For Hooks, Copilot immediately knows what I need. To trigger the first Hook suggestion, I started typing a comment and Copilot suggested the correct Hook.
For the second Hook, however, I don’t even need to enter a comment. I accept the suggestion of the first Hook, move to the next line, and Copilot immediately suggests the second Hook.
While the endpoints are correct, I still need to make some changes to make them work. I had to be very specific about what I wanted, or Copilot started suggesting different web services.
I want it to just call the endpoint that has already been created. In addition, when I receive a quote, I need to specifically call the getSentiment endpoint and map the sentiment into human-readable text.
This is my final version, after making a few small changes on my side.

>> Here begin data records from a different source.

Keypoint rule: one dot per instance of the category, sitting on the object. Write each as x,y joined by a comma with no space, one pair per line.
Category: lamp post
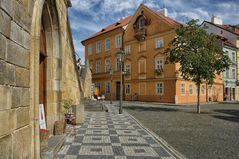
122,54
111,78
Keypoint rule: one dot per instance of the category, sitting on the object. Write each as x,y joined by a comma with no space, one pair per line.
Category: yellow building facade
144,37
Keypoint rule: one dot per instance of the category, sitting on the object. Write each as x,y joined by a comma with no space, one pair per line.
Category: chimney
164,11
216,20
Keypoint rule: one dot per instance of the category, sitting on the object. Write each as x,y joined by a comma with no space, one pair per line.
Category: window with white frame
190,89
159,64
117,68
107,44
227,73
233,73
127,89
107,65
127,49
159,88
98,66
98,47
203,90
107,87
98,85
209,90
89,49
214,91
196,88
159,43
182,88
233,57
118,41
221,90
91,64
127,68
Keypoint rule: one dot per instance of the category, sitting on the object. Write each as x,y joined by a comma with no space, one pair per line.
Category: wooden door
118,90
42,69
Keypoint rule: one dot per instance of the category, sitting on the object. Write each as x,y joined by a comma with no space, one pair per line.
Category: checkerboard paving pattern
109,135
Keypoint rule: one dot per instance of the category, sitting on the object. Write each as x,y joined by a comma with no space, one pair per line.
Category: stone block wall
15,128
19,74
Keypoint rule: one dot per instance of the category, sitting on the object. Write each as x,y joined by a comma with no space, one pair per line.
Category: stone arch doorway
42,69
45,64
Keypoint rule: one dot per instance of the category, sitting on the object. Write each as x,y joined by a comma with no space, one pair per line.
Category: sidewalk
114,136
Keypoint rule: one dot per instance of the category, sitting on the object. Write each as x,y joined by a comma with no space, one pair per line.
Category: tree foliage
199,54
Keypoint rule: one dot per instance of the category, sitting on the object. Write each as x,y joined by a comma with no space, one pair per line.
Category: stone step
54,144
95,107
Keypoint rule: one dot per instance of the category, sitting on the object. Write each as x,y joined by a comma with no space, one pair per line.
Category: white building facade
231,33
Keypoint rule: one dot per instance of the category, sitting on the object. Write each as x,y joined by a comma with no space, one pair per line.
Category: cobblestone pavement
109,135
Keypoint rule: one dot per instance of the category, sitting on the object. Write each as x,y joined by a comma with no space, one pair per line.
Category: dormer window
117,23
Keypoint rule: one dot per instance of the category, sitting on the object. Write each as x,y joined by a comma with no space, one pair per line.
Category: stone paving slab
109,135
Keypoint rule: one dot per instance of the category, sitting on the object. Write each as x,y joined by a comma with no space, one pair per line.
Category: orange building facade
144,37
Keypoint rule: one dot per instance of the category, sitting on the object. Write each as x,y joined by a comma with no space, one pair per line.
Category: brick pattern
112,136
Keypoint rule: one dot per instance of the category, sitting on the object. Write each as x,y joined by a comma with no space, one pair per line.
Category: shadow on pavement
155,109
232,115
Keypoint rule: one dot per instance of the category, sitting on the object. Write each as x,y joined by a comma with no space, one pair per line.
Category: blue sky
90,16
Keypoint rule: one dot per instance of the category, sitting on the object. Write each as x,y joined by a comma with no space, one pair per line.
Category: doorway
42,70
117,90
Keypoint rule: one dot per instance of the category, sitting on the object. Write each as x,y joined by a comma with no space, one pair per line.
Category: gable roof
227,27
119,24
124,22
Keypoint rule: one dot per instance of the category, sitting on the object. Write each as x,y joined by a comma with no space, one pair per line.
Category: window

const QuoteGenerator = () => { // Hook to store text in state const [quoteText, setQuoteText] = React.useState('') const [sentimentText, setSentimentText] = React.useState('') // Function to get quotes from API /api/get-quote const getQuote = () => { fetch('/api/get-quote') .then(response => response.json()) .then(json => { setQuoteText(json.quote) getSentiment(json.quote) }) } // Function to get sentiment from API /api/get-sentiment\ const getSentiment = (text) => { fetch('/api/get-sentiment? text=' + text) .then(response => response.json()) .then(json => { setSentimentText(json.sentiment) }) } // Function to be called when user clicks on button to generate new quote const onClick = () => { getQuote() } const mapSentimentToText = { 'neg': 'Negative', 'pos': 'Positive', 'neutral': 'Neutral' } return ( <div> <QuoteTextBox quote={quoteText} /> <SentimentTextBox sentimentText={mapSentimentToText[sentimentText]} /> <button onClick={onClick}>Generate New Quote</button> </div> ) } export default QuoteGeneratorCopy the code
The final application
After experimenting with my simple quote generation application, I found that Copilot provided enough help to create a simple application.

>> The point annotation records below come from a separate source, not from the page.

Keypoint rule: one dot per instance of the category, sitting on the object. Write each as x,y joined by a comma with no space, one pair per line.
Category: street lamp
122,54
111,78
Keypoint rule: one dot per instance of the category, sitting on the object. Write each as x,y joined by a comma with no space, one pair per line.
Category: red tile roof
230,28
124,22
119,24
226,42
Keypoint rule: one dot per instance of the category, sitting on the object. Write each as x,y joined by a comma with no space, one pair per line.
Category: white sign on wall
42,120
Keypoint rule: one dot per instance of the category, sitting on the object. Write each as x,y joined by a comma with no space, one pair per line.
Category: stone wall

I didn’t have high expectations and initially thought I would need to change a lot of code to make the application work.
However, Copilot surprised me. In some places the advice it gave me was nonsense, but in others it was so good THAT I couldn’t believe Copilot made it.
Advantages and disadvantages of Copilot
To summarize my experience with Copilot, I’ve compiled the pros and cons of using it so you can decide if Copilot is something you can use every day.
The advantages of the Copilot
The main advantage of using Copilot is that it provides auto-complete functionality for steroids. As an autocomplete tool, I believe it is the best on the market today; Nothing is as useful as Copilot.
Copilot also shows developers a variety of ways to solve different problems that may not be obvious. The 10 Suggested feature is great when a code snippet is needed and can often be used in place of Stack Overflow to improve efficiency.
All in all, Copilot is fun to use. For all the tech geeks out there, this is a new thing to play with that makes everyday work a lot more fun.
The disadvantage of Copilot
While its functionality provides greater efficiency, users must remember that it is a tool, not a substitute for human developers. Because Copilot isn’t all-purpose, users can’t rely on it to complete all of their code. Most of its recommendations need to be modified to suit specific needs.
Finally, I note that Copilot recommends using the React class for small components that are not logical, rather than functional components that use Hooks. Because it’s trained on code that’s publicly available on GitHub, Copilot may provide some devalued coding suggestions.
conclusion
GitHub Copilot is not something you can listen to your project and code for you. It won’t take the developer’s job. But it can make coding easier.
GitHub Copilot is good at small tasks; When you start asking it to handle more complex tasks, you tend to get some nonsense. Still, it’s a great tool for beginners and experienced developers alike.
The Post1 Week with GitHub Copilot: Building an application using only Copilot first appeared on The LogRocket blog.